There is a dude in my fantasy league who refuses to have Yankees or Mets on his team. Doesn't matter to him how good those players are, his burning hatred for those squads cannot be compromised. We play in a full keeper league, and he's had Mark Teixeira on his team since Teixeira was a rookie, and now he's currently shopping him around because he signed with New York in the offseason. He'll probably take less than what Teixeira is worth because he hates the Yankees that much. I admire that stubborn loyalty to a principle, because much as I wish that I did, I don't share it. A few years ago, when the Tribune Company was negotiating a new contract with our newspaper guild, and it looked for awhile like we might have to go on strike, I was so frustrated, I decided I would never own any Chicago Cubs on my fantasy team. Ever. Problem was, Aramis Ramirez was coming off a really good season, and you know how hard it is to find a young third baseman who hits for average and power. In the end, I kept him, but I felt a little dirty about it. I wonder if fantasy sports hasn't dulled me a bit in that department. People who take their fantasy leagues seriously end up developing an emotional connection to their players, I think. And so rivalries get tempered a bit.

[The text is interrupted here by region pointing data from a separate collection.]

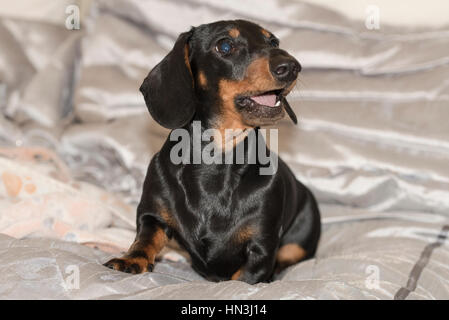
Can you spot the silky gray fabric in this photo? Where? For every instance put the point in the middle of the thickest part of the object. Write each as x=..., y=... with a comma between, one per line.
x=372, y=140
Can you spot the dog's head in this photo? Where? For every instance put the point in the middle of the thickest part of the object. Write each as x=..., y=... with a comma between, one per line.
x=232, y=74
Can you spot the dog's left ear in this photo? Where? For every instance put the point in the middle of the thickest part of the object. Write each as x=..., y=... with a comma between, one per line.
x=168, y=88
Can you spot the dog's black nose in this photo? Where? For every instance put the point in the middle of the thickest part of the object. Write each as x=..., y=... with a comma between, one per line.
x=284, y=68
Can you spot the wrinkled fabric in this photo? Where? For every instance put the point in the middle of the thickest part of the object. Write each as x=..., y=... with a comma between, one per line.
x=372, y=142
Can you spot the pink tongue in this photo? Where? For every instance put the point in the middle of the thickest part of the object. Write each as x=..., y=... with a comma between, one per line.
x=266, y=100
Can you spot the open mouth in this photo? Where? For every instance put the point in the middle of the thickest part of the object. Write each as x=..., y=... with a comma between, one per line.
x=270, y=99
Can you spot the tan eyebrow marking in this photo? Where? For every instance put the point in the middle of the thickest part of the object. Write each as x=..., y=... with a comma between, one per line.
x=234, y=32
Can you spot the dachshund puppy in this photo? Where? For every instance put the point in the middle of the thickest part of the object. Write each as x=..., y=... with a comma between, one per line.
x=235, y=222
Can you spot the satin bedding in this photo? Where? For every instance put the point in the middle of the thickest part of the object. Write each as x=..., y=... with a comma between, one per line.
x=372, y=143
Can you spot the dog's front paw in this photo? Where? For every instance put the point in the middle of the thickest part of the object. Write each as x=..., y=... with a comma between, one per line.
x=130, y=265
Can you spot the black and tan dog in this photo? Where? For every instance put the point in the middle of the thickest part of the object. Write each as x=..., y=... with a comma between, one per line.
x=234, y=222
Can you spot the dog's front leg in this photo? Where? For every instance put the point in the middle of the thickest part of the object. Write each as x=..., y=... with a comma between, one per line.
x=150, y=240
x=259, y=265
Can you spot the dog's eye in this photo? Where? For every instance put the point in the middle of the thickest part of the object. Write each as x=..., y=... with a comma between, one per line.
x=274, y=42
x=224, y=47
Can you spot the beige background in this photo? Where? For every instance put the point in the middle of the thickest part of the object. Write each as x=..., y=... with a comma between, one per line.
x=398, y=12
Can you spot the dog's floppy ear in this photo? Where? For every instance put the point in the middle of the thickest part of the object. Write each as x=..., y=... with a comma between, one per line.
x=168, y=88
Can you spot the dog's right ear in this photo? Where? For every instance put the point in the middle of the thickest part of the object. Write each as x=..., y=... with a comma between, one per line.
x=168, y=88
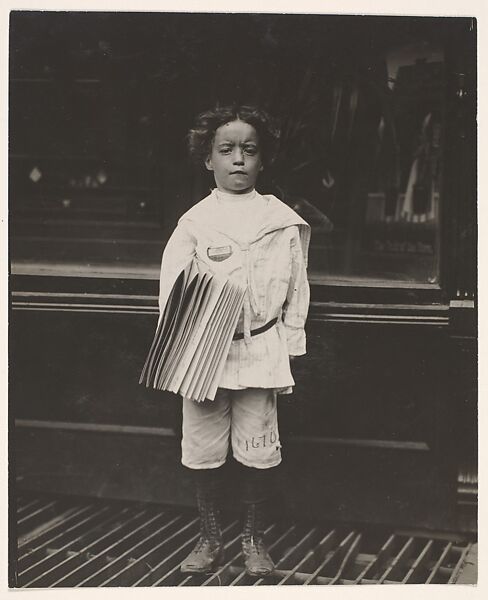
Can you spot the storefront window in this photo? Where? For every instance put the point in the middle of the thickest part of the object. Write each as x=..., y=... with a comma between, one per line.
x=98, y=166
x=371, y=187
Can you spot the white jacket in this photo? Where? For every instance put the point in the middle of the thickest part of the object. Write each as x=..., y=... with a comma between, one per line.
x=273, y=267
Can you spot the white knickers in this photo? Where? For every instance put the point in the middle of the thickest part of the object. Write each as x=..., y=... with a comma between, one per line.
x=248, y=416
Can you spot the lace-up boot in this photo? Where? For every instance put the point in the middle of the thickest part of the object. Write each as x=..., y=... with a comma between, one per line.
x=209, y=549
x=256, y=557
x=257, y=483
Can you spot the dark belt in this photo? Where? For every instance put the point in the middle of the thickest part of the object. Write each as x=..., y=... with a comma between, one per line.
x=265, y=327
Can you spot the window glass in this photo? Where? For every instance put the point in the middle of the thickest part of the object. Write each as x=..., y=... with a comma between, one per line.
x=98, y=166
x=369, y=180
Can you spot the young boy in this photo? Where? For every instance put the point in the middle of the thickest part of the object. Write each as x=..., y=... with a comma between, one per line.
x=261, y=243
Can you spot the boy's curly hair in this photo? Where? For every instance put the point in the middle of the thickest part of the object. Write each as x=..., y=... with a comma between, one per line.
x=201, y=136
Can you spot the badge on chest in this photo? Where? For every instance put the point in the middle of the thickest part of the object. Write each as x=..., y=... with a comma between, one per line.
x=219, y=253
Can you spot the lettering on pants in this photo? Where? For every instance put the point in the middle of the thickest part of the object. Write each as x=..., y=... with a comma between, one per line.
x=261, y=441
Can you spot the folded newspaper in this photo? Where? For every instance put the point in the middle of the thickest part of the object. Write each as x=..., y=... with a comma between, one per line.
x=194, y=334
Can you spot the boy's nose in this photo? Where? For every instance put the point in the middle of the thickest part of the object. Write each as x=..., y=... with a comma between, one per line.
x=238, y=157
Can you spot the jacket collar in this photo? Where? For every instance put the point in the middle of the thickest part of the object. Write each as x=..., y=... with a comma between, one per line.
x=277, y=215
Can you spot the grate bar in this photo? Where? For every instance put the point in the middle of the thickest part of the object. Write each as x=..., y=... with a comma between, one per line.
x=134, y=564
x=399, y=560
x=26, y=507
x=106, y=544
x=101, y=556
x=325, y=543
x=460, y=562
x=59, y=553
x=434, y=576
x=331, y=558
x=348, y=558
x=414, y=575
x=39, y=563
x=377, y=561
x=56, y=531
x=34, y=516
x=158, y=569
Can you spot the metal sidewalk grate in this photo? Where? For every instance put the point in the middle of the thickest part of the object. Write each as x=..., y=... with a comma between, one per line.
x=69, y=542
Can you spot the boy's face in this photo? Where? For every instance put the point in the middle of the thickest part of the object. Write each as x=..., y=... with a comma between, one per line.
x=235, y=158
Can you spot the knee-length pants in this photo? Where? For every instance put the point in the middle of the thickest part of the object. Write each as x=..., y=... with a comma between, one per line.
x=247, y=419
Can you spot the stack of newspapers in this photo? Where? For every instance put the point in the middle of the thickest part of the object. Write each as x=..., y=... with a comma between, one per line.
x=194, y=334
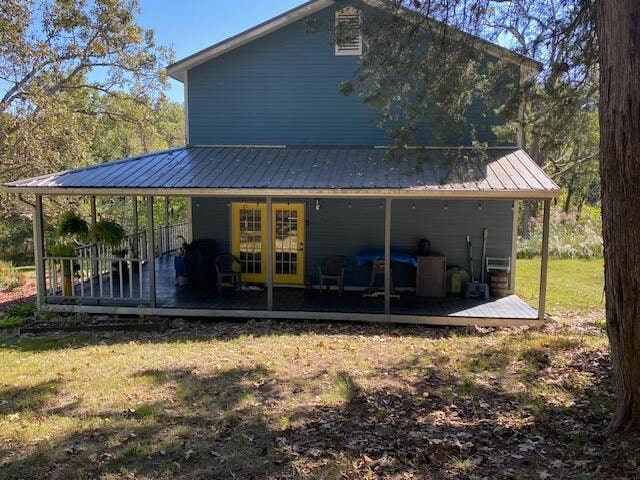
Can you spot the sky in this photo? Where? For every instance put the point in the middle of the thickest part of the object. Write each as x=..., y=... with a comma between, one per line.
x=191, y=25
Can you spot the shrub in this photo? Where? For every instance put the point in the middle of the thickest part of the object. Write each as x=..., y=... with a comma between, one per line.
x=570, y=235
x=10, y=278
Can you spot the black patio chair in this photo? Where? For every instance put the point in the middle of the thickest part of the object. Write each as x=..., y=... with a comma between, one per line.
x=332, y=270
x=228, y=269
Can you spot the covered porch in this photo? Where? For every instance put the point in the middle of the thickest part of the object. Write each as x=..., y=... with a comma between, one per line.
x=362, y=182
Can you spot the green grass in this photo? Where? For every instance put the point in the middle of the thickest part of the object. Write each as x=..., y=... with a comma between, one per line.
x=307, y=400
x=573, y=285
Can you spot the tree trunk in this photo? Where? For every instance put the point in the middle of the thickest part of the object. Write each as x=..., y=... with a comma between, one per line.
x=619, y=35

I suppose this is why professional sports seems so silly to some people, mainly snotty intellectuals who think it's beneath them. But I sort of enjoy studying the way we balance an emotional connection to an athlete vs. an emotional connection to a team. As you know, I'm a Kobe Bryant fan, and I've been one for his entire career. But if I had to be honest with myself, it's probably only because I'm a Laker fan. I think I feel about him the way Buffy, Xander, Willow and Giles felt about Faith in Buffy the Vampire Slayer. As long as he's fighting for the good guys, it's cool, sexy, even fascinating to watch. But if Kobe switched sides and suited up for the Celtics, kind of like when Faith started fighting for the mayor, I'm sure he'd become my sworn enemy. I actually really like LeBron James, both as a person and as a player, but if the Lakers meet up with the Cavs in the NBA Finals, I know I'm going to be irrationally furious every time he gets a favorable call.

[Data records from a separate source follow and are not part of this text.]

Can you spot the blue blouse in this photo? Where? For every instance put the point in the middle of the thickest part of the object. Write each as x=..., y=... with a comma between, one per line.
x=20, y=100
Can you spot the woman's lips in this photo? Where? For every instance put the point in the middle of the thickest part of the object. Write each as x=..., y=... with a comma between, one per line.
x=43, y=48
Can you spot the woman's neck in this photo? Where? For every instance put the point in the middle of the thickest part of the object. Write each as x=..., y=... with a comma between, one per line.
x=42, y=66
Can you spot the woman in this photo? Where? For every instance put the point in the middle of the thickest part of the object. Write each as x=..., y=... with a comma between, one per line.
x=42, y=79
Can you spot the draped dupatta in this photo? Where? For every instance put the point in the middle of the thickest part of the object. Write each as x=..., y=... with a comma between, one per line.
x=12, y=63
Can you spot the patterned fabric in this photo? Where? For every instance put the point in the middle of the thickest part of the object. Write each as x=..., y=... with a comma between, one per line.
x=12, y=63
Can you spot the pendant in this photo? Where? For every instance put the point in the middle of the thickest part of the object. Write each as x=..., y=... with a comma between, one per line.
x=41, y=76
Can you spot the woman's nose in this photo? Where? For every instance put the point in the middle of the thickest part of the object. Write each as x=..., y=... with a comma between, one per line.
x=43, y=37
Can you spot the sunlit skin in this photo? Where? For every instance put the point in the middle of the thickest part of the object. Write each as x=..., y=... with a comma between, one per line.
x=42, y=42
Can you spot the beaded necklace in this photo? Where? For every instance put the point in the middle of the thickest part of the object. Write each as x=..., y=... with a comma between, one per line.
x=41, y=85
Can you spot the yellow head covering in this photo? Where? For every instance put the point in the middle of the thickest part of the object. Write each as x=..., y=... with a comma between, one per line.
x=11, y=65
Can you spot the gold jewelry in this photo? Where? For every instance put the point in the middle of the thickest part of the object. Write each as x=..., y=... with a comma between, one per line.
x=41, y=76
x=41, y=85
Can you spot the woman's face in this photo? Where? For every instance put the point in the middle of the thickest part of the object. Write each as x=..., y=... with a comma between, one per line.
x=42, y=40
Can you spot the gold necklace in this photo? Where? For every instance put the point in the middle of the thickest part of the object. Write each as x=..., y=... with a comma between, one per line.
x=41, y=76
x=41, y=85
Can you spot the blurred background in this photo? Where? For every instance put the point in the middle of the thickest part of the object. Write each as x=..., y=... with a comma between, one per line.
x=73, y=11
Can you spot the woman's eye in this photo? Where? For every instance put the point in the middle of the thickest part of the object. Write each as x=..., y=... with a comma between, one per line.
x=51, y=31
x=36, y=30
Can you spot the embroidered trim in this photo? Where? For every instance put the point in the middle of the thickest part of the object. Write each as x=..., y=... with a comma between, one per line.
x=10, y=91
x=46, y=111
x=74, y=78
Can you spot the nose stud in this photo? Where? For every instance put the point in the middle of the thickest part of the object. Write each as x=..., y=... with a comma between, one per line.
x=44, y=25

As a journalist, though, I do wish sometimes that fans would step back and be a little more objective in certain situations. When newspapers run stories about NCAA violations that coaches or players have allegedly committed, rarely is the reaction "This looks like it's true, and I'm really disappointed in our staff or our players." It's usually more akin to "This is perfectly fine if another school does this! Why doesn't the media write stories about their dirty program! This is just another opportunity to sell newspapers!" Yet those same people snicker when it's another school. Sometimes the athlete playing for your favorite team actually is an SOB, and that doesn't mean you have to defend him just because he happens to wear your team's colors. It doesn't make you less of a fan if you say, "You know what? The hell with this person. I'm loyal to the team, not this guy."
By the way, if Greivis Vasquez played for Duke, you think he'd make it out of College Park alive?